Audio Models

Speech-to-text, text-to-speech, real-time audio, and the engineering behind voice AI

Audio is the modality where the gap between "demo" and "production" is widest. A Whisper transcription demo takes ten minutes to build; a reliable, low-latency speech pipeline that handles accents, background noise, speaker overlaps, and real-time interruption takes months. Here's what you actually need to know.

Speech-to-Text

Whisper (OpenAI) remains the default starting point. Key facts:

The open-source model (whisper-large-v3) is good enough for most use cases and runs locally.
OpenAI's hosted API adds better punctuation, formatting, and word-level timestamps.
For production at scale, Faster Whisper (CTranslate2 backend) gives 4-8x speedup with equivalent quality.
Deepgram, AssemblyAI, and Google Chirp are strong hosted alternatives with streaming support out of the box.

What to benchmark on your data: word error rate (WER) by language, by accent, by noise level. The aggregate numbers in blog posts don't predict your use case.

Scaling Speech-to-Text

The naive pattern — send the whole audio file, get the whole transcript back — breaks quickly:

Long files — chunk audio into segments (30s-60s with overlap), transcribe in parallel, stitch results.
Streaming — use a streaming API or a VAD (voice activity detection) model to transcribe in near-real-time as audio arrives.
Cost — Whisper API is cheap per minute, but a million hours of audio adds up. Self-hosting large-v3 on GPUs is often cheaper at scale.
Language detection — if you handle multilingual audio, detect the language first. Whisper's auto-detection works but wastes capacity on the first 30s.

Text-to-Speech

The TTS landscape has exploded. Three tiers:

Frontier quality — ElevenLabs and OpenAI TTS produce speech that's nearly indistinguishable from human in short passages. Best for customer-facing voice.
Good and fast — Azure Neural TTS, Google Cloud TTS, Amazon Polly Neural — slightly less natural, but lower latency and cost. Good for notifications, IVR, accessibility.
Open-source — Bark (Suno), XTTS (Coqui), Parler-TTS — self-hostable, fine-tunable, improving fast. Quality is usable for internal tools but not yet at frontier level for production voice.

Key engineering concerns for TTS:

Latency. Time-to-first-byte matters for conversational UX. Streaming TTS APIs let you start playing audio before generation finishes.
Voice cloning. Most frontier TTS supports custom voices from a few minutes of reference audio. Legal and ethical implications are real — get consent, document provenance.
Prosody control. SSML or model-specific tags let you control emphasis, pauses, and speed. Critical for natural-sounding output.

Real-Time Audio

The big shift in 2024-2025: models that handle speech natively in real-time, skipping the STT→LLM→TTS cascade.

OpenAI Realtime API — WebSocket-based, speech-in speech-out, supports interruption and turn-taking.
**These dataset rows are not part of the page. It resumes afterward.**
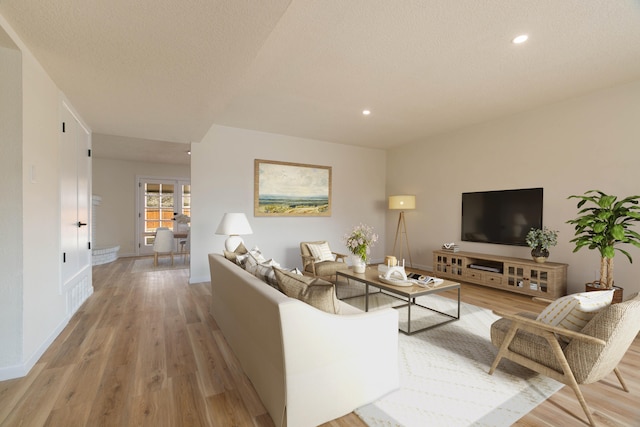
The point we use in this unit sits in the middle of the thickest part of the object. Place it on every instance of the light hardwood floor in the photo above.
(144, 350)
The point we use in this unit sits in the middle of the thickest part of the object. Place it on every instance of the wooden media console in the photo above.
(548, 280)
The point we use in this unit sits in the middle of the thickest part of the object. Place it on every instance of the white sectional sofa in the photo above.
(308, 366)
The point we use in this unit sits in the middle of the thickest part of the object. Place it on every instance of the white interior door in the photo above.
(159, 200)
(75, 197)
The first widely available end-to-end speech model API.
Gemini Live — similar real-time speech capability, integrated with Gemini's multimodal context.
Open-source alternatives — emerging but not yet production-ready for most use cases.
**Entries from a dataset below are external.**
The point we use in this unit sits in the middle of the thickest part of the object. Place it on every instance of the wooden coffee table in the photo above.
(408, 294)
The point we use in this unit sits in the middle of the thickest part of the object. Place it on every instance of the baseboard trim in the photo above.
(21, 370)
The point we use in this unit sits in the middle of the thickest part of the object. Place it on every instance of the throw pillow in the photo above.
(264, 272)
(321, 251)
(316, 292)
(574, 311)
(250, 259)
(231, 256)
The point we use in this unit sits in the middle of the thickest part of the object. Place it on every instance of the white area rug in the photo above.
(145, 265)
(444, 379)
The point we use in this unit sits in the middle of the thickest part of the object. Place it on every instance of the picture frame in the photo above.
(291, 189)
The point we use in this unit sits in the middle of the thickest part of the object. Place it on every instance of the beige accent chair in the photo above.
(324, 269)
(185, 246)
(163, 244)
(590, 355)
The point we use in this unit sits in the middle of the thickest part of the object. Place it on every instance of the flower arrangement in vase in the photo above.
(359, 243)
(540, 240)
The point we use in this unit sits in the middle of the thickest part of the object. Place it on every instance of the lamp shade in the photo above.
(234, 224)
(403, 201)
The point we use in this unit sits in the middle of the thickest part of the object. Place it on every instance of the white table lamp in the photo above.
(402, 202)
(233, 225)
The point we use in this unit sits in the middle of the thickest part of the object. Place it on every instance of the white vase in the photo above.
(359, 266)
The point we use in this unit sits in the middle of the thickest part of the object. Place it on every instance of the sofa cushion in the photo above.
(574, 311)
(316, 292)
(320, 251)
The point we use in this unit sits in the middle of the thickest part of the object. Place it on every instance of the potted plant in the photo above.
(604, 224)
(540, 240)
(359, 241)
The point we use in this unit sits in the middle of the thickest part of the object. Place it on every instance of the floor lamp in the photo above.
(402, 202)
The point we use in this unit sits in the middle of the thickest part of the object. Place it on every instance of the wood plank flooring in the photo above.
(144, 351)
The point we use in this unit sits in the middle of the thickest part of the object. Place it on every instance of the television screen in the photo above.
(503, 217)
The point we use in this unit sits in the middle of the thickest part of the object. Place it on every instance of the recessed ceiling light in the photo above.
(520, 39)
When to use cascaded (STT→LLM→TTS) vs end-to-end:

Cascaded wins when you need to inspect, log, or modify the text between stages. Better for compliance, debugging, and hybrid workflows.
End-to-end wins on latency and naturalness. Better for conversational agents, real-time translation, voice assistants.

Speaker Diarization

Knowing who said what is essential for meeting transcription, call analytics, and multi-party conversations.

PyAnnote is the leading open-source diarization model. Pair it with Whisper for transcription + speaker labels.
Hosted services (AssemblyAI, Deepgram, Google) bundle diarization into their transcription APIs.
The hard cases: overlapping speech, very short turns, speakers with similar voices. Expect diarization error rates of 5-15% even with good models.

Pipeline pattern: VAD → diarization → per-speaker segments → transcription → merge. Running diarization before transcription (rather than after) gives better results because the model gets cleaner, single-speaker segments.

Audio Embeddings

Not everything is about transcription. Audio embeddings let you search, cluster, and classify audio by semantic content:

CLAP (Contrastive Language-Audio Pretraining) — joint text-audio embedding space. Search audio with text queries.
Speaker embeddings — represent a speaker's voice as a vector for identification and verification.
Music and environmental sound embeddings — for content tagging, similarity search, audio fingerprinting.

Use case example: build a searchable archive of podcast episodes where you can query "discussion about GPU pricing" and get timestamped results — even without a full transcript.